I’m most definitely not a Christian, and while the slow demise of Anglicanism is a loss to the art of flower arranging, it doesn’t particularly concern me. As my main man Karl said, “religion is the opium of the people”. However, even I find the idea of David Cameron as a plougher for Jesus hilarious.
The rest of the left has reacted in a somewhat predictable manner, trying to distance Jesus’ teachings from Cameron’s politics, even arguing that Christ was somehow a left-winger. This is an inadequate response at best; there’s no textual basis to make any assumptions about his politics, and whatever they were shouldn’t matter anyway.
Cameron’s declaration of Christianity is ludicrous because his Government has pushed through measures that most Christians and almost all churches were actively opposed to, most notably same-sex marriage. Just so I’m being absolutely clear, I support same-sex marriage and I’m glad this Government has finally brought it in (after years of lobbying by the LGBT+ community). However, the Church, and the majority of Cameron’s MPs (particularly the Christian ones) opposed it. If Cameron opposed same-sex marriage on religious grounds that would be shit, but at least he’d have some fucking principles.

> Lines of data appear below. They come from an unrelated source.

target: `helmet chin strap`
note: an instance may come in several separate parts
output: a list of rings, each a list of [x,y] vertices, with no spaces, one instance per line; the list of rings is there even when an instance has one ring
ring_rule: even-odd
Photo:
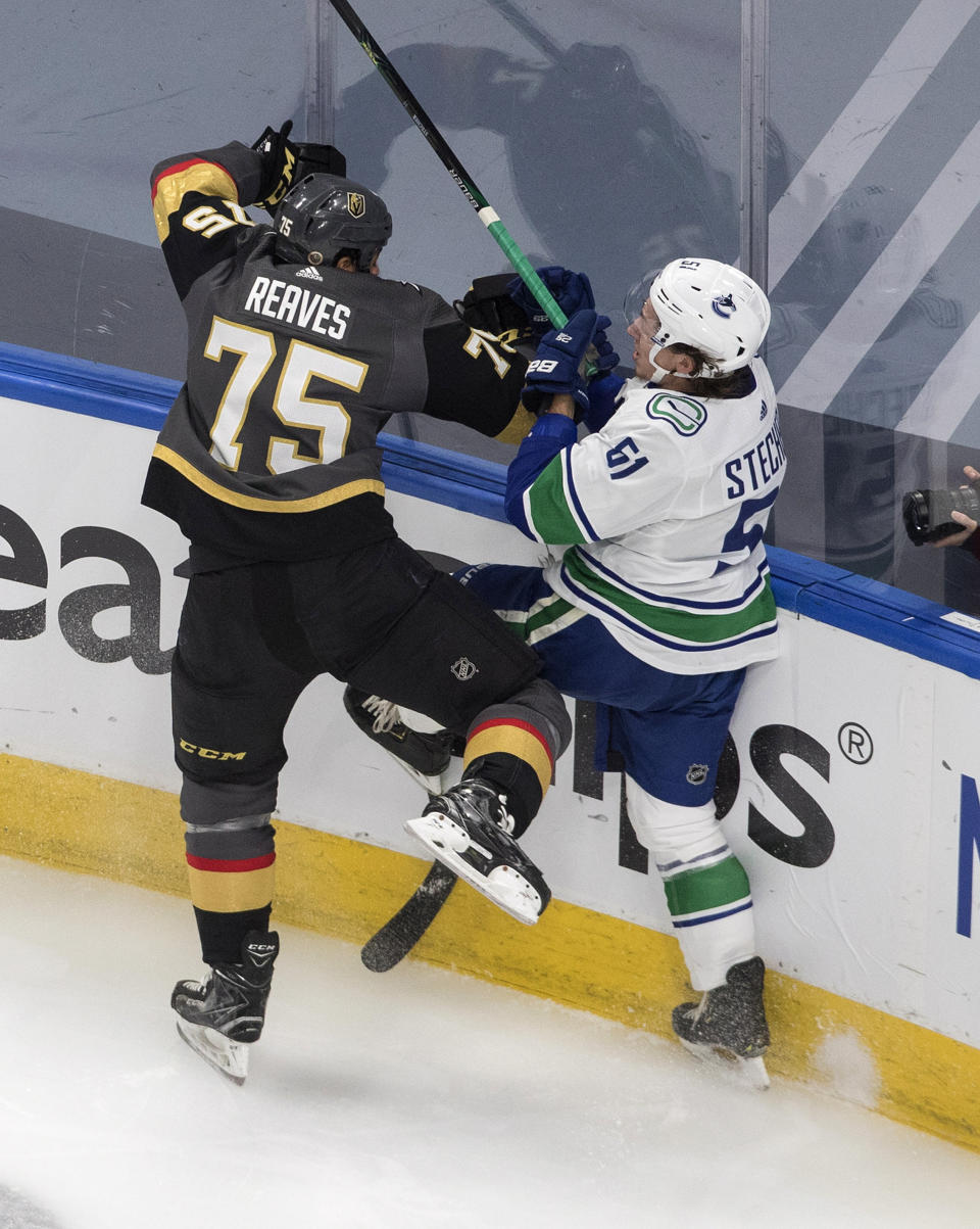
[[[659,354],[663,345],[655,344],[650,350],[650,365],[653,367],[653,375],[650,377],[648,383],[663,383],[667,376],[678,376],[680,380],[690,380],[691,377],[686,371],[671,371],[669,367],[662,367],[657,363],[655,355]]]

Clearly, Cameron has no grounds to claim to be “bringing God back into politics”. I’m glad he’s not – but why is he claiming to be? 4 letters – UKIP. They’re taking votes off the Tories, and Call-Me-Dave thinks he can win those voters back with a transparent attempt to “do God”. It really is that cynical.

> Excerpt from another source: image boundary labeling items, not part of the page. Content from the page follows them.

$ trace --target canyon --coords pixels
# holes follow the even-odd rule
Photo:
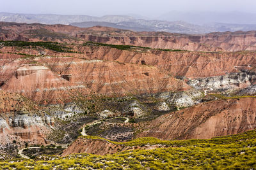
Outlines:
[[[143,137],[253,130],[255,32],[0,22],[0,158],[28,145],[115,155],[165,148],[117,143]]]

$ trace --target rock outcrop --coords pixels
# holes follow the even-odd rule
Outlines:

The issue of politics and religion goes a lot deeper than Cameron’s scrabbling for votes, though. It’s a toxic relationship that damages both parties. I grew up as a Strict Baptist, so I know my Bible quite well. Jesus didn’t talk politics much, and judging by his statement that “[his] Kingdom is not of this world” (John 18:36) that’s because he didn’t think Christianity had much place in politics.
The early Church didn’t have a lot of luck with politics; most notably, the Roman state didn’t like Jesus very much, hence the whole cross thing. In fact, whenever the Church has had anything radical, interesting or even relevant to say they’ve been persecuted by those in power.
The link between Church and state fucks with our freedom in a number of ways – for example, we’re the only country aside from Iran with unelected religious leaders helping make our laws. It also means the state can interfere in the workings of the Church, rather than it being an independent institution.
There is no Biblical basis for the Church to be part of the state, and we’d all be better off if it wasn’t. Religion is a private matter, so keep it like that.